Nuova giravolta di Trump: ipotizzata una sospensione temporanea dei dazi auto per favorire il reshoring negli Usa. Rally dei titoli, guida Stellantis, ma l’industria resta preoccupata. Elkann all’assemblea soci: “Industria auto americana ed europea a rischio, 2024 anno deludente anche per colpa nostra”
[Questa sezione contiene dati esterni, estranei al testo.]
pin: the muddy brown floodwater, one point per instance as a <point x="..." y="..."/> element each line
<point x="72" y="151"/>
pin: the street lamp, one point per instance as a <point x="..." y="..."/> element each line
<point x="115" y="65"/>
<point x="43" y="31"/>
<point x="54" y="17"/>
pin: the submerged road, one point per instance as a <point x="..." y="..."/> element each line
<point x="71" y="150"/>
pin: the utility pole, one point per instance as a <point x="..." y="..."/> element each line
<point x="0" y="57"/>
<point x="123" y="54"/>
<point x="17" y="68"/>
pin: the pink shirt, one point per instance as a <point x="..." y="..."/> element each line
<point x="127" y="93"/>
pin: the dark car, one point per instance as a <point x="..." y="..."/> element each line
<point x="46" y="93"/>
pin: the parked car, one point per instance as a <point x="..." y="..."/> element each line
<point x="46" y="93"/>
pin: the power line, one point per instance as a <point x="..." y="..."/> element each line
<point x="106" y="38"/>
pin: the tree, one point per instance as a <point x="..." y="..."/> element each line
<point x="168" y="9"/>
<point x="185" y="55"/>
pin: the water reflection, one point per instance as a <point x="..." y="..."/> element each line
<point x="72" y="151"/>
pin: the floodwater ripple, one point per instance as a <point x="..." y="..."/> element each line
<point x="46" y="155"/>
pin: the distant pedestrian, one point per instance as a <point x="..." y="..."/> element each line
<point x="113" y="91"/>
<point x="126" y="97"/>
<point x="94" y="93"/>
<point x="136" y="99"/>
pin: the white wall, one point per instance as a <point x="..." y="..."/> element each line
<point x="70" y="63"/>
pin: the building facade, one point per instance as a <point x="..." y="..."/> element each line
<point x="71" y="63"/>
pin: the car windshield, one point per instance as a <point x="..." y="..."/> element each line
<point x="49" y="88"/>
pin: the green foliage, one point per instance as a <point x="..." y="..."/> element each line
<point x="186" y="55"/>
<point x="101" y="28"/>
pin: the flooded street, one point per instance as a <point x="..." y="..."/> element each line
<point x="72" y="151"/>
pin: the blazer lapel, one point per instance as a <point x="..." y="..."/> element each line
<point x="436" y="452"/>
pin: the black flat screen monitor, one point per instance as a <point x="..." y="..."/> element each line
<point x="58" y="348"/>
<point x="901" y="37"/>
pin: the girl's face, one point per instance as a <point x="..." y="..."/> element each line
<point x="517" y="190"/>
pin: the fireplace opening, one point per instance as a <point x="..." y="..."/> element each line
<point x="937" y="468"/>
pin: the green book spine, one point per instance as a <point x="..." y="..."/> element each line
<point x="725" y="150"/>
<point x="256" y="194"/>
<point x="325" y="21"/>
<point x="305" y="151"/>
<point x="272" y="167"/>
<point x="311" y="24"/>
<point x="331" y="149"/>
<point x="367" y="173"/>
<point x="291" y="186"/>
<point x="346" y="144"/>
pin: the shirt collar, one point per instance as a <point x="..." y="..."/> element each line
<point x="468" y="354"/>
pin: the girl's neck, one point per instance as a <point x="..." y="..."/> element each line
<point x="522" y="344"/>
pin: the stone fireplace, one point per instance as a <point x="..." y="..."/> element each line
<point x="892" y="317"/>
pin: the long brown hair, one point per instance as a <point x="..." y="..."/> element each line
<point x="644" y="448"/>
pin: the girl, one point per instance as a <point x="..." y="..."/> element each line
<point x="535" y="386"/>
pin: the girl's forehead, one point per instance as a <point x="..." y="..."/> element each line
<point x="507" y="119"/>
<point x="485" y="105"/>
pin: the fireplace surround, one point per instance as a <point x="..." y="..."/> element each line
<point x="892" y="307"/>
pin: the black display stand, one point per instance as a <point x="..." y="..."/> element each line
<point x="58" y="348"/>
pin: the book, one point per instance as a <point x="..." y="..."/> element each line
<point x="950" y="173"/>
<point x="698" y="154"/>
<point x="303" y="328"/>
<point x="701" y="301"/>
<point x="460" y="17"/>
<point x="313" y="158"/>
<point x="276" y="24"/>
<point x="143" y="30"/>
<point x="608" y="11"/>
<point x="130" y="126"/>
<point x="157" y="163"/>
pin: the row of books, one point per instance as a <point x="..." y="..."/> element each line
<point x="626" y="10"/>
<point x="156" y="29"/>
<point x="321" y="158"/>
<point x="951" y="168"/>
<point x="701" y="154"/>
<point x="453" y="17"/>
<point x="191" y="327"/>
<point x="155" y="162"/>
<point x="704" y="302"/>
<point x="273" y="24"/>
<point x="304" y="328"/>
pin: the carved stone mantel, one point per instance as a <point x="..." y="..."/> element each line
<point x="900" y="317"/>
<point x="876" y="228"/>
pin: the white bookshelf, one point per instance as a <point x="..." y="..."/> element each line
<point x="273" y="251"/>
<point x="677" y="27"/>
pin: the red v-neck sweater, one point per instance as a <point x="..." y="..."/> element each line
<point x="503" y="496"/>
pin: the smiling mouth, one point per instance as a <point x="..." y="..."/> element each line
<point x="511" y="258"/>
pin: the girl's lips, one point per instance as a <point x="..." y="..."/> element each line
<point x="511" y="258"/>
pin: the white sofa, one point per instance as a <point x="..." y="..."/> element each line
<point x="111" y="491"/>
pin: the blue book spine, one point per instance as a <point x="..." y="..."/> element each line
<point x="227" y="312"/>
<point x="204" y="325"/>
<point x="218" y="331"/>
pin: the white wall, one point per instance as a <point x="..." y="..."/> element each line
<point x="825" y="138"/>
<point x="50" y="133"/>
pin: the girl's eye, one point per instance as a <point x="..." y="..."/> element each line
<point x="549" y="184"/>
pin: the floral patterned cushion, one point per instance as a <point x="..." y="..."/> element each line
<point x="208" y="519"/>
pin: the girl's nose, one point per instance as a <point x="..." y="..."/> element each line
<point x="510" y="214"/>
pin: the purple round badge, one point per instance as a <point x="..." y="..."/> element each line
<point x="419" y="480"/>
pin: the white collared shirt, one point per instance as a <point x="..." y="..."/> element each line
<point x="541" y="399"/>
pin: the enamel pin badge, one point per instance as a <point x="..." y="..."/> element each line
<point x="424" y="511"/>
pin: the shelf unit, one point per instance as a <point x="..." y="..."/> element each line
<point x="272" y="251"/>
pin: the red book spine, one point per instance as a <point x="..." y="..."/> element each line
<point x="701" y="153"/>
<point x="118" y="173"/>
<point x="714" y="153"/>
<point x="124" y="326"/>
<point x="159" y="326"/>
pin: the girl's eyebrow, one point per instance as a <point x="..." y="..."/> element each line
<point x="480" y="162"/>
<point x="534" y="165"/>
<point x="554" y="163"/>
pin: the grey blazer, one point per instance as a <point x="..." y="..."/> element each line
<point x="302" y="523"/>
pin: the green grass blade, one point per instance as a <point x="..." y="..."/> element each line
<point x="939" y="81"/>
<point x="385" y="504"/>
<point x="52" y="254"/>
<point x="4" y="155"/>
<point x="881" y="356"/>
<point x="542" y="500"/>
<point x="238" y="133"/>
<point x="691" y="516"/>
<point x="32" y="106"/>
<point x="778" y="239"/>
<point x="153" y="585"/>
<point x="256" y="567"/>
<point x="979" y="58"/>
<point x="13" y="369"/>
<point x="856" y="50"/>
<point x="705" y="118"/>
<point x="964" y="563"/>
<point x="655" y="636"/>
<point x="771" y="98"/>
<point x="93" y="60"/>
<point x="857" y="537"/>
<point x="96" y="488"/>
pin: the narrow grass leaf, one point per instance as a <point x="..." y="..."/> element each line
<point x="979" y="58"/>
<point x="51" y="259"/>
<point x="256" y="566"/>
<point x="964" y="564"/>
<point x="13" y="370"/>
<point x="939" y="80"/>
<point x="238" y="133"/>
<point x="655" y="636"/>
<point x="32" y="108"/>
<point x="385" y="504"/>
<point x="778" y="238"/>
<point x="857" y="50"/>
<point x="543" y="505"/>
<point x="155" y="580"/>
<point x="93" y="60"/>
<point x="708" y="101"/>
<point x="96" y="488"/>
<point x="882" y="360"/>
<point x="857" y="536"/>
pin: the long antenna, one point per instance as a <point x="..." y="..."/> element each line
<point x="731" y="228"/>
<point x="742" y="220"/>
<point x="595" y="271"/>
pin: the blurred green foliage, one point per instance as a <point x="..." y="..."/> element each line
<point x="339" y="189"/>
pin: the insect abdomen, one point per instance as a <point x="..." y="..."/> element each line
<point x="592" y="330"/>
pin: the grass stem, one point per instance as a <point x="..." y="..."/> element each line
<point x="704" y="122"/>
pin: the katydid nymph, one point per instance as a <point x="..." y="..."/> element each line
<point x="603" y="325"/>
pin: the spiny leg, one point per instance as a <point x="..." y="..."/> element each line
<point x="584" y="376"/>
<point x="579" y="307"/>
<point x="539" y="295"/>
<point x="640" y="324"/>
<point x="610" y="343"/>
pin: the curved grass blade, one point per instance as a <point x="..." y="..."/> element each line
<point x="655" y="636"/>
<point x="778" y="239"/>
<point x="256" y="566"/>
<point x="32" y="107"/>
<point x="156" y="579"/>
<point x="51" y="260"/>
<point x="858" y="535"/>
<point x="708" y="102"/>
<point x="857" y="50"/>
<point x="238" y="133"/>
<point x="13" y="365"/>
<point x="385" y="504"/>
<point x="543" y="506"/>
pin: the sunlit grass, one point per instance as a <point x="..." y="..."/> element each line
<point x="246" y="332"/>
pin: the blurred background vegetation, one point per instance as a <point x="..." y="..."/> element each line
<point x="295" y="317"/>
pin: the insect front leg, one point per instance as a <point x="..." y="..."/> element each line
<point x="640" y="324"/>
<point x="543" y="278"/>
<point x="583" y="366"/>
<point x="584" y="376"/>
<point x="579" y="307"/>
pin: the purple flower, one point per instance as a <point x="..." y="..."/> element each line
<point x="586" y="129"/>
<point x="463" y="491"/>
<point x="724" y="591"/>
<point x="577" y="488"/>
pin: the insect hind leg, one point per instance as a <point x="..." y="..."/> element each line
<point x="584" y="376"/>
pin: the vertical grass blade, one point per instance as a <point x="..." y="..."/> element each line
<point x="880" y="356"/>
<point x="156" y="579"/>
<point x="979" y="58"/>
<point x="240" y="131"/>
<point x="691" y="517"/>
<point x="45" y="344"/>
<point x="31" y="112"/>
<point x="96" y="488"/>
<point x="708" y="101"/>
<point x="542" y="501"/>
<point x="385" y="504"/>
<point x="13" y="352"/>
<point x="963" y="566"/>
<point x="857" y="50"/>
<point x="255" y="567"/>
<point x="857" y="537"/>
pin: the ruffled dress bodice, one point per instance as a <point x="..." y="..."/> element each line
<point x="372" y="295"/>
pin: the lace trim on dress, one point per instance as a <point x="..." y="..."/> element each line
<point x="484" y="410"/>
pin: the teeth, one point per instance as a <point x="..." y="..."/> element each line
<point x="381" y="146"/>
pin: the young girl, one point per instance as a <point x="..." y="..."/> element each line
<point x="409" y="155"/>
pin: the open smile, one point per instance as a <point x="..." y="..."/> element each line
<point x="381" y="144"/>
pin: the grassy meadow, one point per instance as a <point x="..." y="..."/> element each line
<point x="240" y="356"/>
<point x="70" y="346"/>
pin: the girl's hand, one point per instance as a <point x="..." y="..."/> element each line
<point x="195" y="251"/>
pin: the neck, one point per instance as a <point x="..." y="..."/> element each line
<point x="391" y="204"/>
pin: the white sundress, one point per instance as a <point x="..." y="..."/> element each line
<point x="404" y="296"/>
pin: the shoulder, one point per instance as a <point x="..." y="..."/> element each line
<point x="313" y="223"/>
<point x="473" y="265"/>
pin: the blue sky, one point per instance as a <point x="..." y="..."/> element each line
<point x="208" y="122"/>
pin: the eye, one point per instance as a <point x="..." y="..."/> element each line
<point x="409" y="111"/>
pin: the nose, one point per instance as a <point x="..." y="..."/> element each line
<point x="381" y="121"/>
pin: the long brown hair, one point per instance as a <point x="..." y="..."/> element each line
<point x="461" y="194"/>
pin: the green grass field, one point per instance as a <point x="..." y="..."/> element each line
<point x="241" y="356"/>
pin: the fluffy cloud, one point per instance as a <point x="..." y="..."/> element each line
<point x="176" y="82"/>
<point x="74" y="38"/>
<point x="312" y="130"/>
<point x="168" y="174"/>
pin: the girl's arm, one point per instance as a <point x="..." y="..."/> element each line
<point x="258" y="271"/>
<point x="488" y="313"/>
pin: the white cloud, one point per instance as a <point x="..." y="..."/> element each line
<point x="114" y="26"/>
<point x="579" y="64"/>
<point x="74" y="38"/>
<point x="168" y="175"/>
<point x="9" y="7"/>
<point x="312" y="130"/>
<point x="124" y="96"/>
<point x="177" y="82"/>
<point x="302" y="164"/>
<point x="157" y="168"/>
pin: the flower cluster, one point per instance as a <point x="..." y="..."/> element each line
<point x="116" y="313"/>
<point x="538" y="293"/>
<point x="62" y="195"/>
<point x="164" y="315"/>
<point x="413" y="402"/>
Dazi auto, Trump valuta lo stop temporaneo: perché i mercati festeggiano ma l’incertezza resta alta

Nuova retromarcia di Donald Trump. Il presidente americano ha, infatti, lasciato intendere che potrebbe sospendere temporaneamente i dazi del 25% imposti sulle importazioni di auto e componenti. L’obiettivo, ha spiegato il presidente, è quello di offrire “un po’ di tempo” alle case automobilistiche per riorganizzare le proprie catene di approvvigionamento e trasferire la produzione “da Canada, Messico e altri Paesi negli Stati Uniti”.

“Sto valutando una soluzione che possa aiutare alcune case automobilistiche in questo senso”, ha dichiarato Trump, parlando dalla Casa Bianca. “Hanno bisogno di un po’ di tempo perché produrranno i loro prodotti qui, ma hanno bisogno di un po’ di tempo”. Parole che segnano un ulteriore passo indietro rispetto a quella che solo poche settimane fa era stata definita una misura “permanente”. Ma del resto, la coerenza non è mai stata il punto forte della dottrina Trump, che questa volta si è superato: “Io non cambio idea, ma sono flessibile“.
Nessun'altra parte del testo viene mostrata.